Gabourey Sidibe speaks onstage during The 2018 MAKERS Conference at Hollywood Palladium on February 5, 2018 in Los Angeles, California. (Photo by Rachel Murray/Getty Images for MAKERS)

But that’s not all: “It’s what I deal with every time someone takes a picture with me. Sometimes when I’m being interviewed by a fashion reporter, I can just hear their inner dialogue, ‘How is she getting away with it? Why is she so confident? How does she deal with that body? Oh my god that body! Holy s*** I’m going to catch fat!‘”

However, even though she’s a victim of incessant trolling, the Precious star has unparalleled levels of confidence and has since she was a kid. So where does it all come from? Mostly, she admitted, she was born a boss with an advanced degree in shade, but her aunt Dorothy Pitman Hughes played a major part in developing her sense of self-worth and resilience as well.


NEW YORK, NY – MAY 01: (L-R) Dorothy Pitman Hughes and Gabourey Sidibe attend the Ms. Foundation Women Of Vision Gala 2014 on May 1, 2014 in New York City. (Photo by Astrid Stawiarz/Getty Images for Ms. Foundation For Women)

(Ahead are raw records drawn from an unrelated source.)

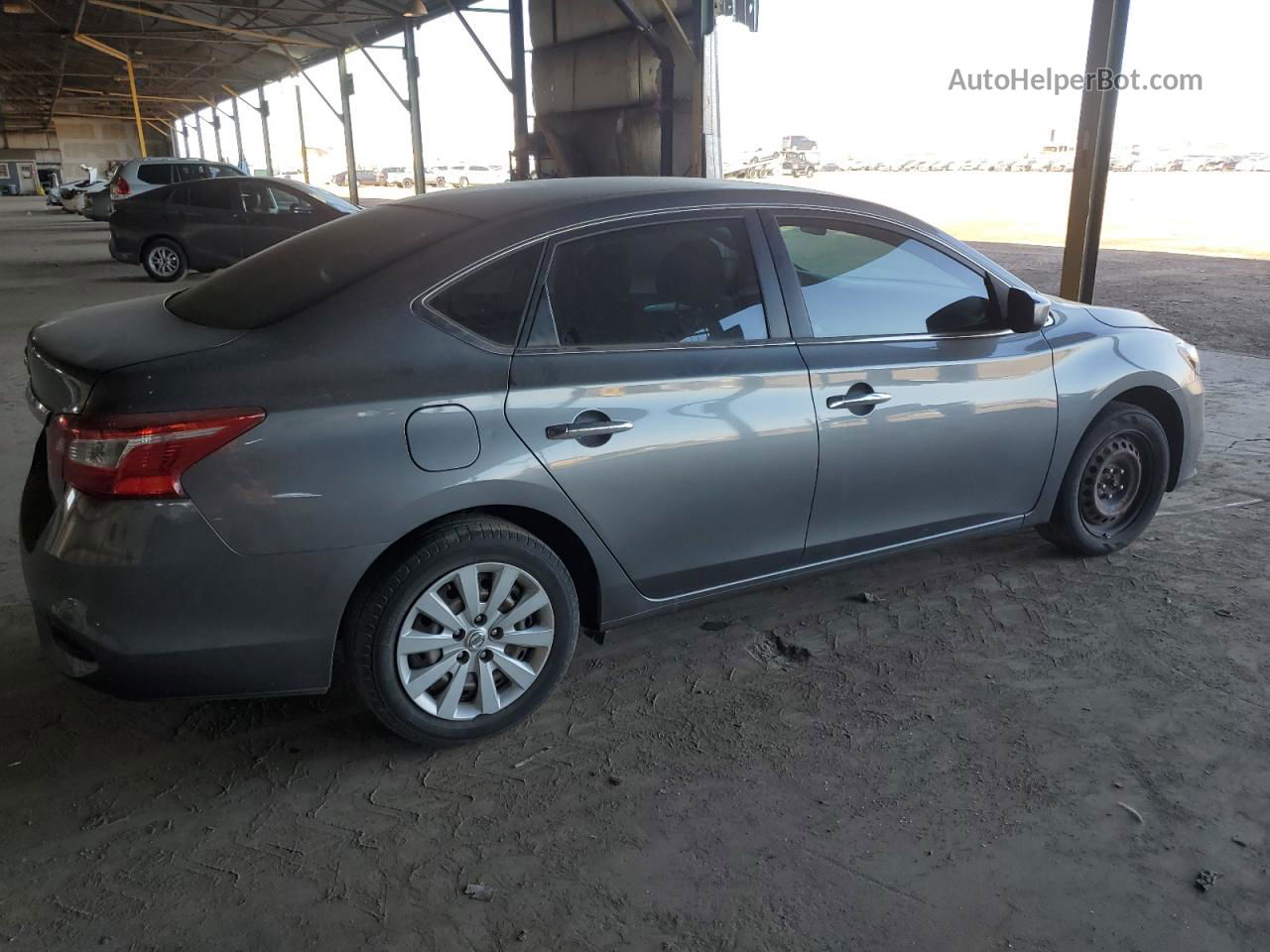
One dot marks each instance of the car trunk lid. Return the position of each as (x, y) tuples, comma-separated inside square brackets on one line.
[(66, 357)]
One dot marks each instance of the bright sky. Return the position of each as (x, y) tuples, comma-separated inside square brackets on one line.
[(861, 79)]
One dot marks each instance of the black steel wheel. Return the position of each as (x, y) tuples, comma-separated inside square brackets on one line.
[(1112, 485)]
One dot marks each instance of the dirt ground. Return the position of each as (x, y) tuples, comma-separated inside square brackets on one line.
[(1005, 749)]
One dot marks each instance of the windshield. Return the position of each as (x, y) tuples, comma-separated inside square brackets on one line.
[(321, 194)]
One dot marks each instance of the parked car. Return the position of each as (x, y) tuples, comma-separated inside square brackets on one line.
[(462, 176), (444, 435), (214, 222), (140, 176), (398, 176), (365, 177), (62, 193)]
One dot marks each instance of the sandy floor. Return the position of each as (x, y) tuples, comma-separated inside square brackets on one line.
[(1006, 751)]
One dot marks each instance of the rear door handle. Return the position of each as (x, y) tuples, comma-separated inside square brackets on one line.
[(858, 402), (588, 429)]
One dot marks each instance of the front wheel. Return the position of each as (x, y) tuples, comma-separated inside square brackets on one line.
[(164, 261), (1112, 485), (466, 635)]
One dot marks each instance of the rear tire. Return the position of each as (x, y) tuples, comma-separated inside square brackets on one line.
[(1112, 485), (164, 261), (432, 619)]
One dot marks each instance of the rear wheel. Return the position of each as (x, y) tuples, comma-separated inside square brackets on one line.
[(164, 261), (1112, 485), (466, 635)]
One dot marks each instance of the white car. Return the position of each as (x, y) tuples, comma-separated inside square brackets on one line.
[(465, 175)]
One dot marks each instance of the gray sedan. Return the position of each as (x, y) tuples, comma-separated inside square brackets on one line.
[(445, 435)]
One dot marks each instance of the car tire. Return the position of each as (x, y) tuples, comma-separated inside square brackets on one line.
[(388, 617), (164, 261), (1112, 485)]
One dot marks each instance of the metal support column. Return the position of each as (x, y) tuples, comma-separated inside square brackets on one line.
[(238, 134), (264, 130), (345, 117), (216, 130), (412, 93), (1092, 162), (304, 146), (665, 81), (520, 98)]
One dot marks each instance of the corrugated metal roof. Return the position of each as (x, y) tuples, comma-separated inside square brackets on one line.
[(182, 51)]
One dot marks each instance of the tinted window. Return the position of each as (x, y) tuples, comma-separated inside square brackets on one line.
[(685, 282), (490, 301), (155, 175), (867, 282), (261, 198), (213, 194)]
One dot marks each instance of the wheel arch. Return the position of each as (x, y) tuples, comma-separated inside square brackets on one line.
[(556, 534), (1161, 405)]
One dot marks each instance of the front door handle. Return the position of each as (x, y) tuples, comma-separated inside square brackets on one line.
[(588, 429), (856, 402)]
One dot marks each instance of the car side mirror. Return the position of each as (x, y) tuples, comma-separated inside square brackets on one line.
[(1025, 311)]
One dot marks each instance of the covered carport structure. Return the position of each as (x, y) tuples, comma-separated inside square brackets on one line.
[(620, 86), (615, 79)]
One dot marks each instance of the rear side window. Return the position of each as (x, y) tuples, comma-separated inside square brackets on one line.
[(489, 302), (213, 194), (681, 282), (858, 281), (155, 175)]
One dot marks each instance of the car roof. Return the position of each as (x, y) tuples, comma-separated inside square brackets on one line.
[(587, 198)]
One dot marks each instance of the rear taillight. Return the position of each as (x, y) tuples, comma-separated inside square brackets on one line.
[(141, 457)]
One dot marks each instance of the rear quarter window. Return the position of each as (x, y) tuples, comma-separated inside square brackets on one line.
[(489, 302), (155, 175)]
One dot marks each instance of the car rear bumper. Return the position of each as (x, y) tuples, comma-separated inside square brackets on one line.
[(143, 599), (123, 253)]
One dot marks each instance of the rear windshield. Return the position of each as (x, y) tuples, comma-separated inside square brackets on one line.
[(316, 264)]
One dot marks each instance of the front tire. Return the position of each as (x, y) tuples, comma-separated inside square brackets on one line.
[(1112, 485), (164, 261), (466, 635)]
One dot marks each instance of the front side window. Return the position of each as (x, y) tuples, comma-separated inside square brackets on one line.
[(489, 302), (155, 175), (858, 281), (681, 282)]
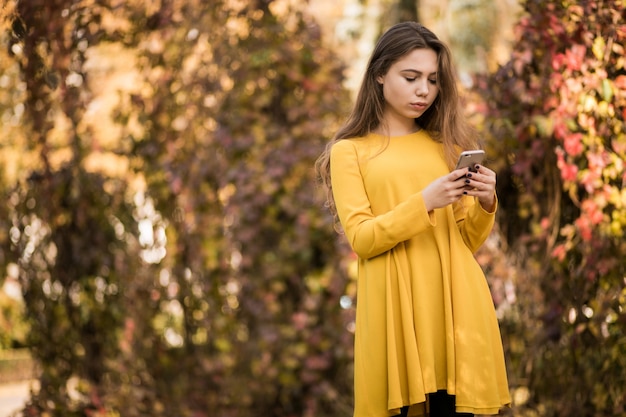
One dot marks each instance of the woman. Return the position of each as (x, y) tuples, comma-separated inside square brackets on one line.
[(427, 340)]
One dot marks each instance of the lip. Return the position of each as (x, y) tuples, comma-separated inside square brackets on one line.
[(419, 106)]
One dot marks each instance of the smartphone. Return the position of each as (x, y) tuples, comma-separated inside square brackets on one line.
[(470, 159)]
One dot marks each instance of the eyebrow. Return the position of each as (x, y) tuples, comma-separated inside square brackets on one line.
[(417, 72)]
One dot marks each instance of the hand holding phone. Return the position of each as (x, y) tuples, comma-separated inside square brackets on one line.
[(469, 159)]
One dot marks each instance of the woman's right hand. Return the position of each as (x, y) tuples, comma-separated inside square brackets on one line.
[(445, 190)]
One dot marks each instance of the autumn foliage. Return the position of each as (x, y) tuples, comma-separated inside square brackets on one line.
[(183, 266), (557, 114)]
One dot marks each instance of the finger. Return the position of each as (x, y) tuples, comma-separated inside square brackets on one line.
[(458, 174)]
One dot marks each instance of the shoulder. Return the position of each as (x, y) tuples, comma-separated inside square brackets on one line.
[(346, 147)]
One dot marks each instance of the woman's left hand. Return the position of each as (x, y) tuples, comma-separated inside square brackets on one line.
[(482, 184)]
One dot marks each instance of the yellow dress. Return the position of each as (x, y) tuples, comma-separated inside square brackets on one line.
[(425, 319)]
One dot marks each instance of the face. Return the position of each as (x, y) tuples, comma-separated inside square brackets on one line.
[(410, 85)]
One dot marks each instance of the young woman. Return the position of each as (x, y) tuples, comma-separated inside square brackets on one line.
[(427, 340)]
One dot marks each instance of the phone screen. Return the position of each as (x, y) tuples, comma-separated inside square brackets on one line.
[(470, 159)]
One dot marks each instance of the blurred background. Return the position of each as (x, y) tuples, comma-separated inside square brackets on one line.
[(164, 245)]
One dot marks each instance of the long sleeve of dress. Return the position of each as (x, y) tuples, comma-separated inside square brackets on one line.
[(474, 222), (370, 234)]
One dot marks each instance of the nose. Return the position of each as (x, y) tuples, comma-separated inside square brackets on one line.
[(421, 89)]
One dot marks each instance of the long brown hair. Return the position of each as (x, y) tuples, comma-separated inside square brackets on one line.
[(444, 120)]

Hughes, a feminist, activist, and co-founder of Ms. Magazine, posed for a photograph with her friend of Gloria Steinem in 1971 issue for Esquire magazine. As Sidibe explained, that framed image, now iconic, hung in her childhood home and served as major inspiration:

“Every day, I had to get up and go to school where everyone made fun of me and then I had to go home where everyone made fun of me. And every day it was really hard to get going no matter which direction I was going. But on my way out of the house I found strength. In the morning, on my way out into the world, I passed a portrait of my aunt and Gloria together. Side-by-side they stood, one with long beautiful hair and the other with the roundest Afro I’ve ever seen. They both held their fists really high in the air, powerful, confident, and every day I’d leave the room my brother, my mother and I shared and I’d give that photo the fist right back and I’d march off into battle. And at the end of the day, when I walked back up the stairs, I’d give that photo the fist again and I’d continue my march back into more battle. And I didn’t really know at the time what I was being inspired with but I was I mean if they could be that cool and that strong then maybe I could too.”

But there’s more to Sidibe’s positivity than a picture, it’s also her optimistic outlook: “It’s my good time and it’s my good life despite what you think of me. I live my life. I live my life because I’m here, I dare to show up still when anyone else might hide their face and their entire body in shame, I show up because I want to have a good time.”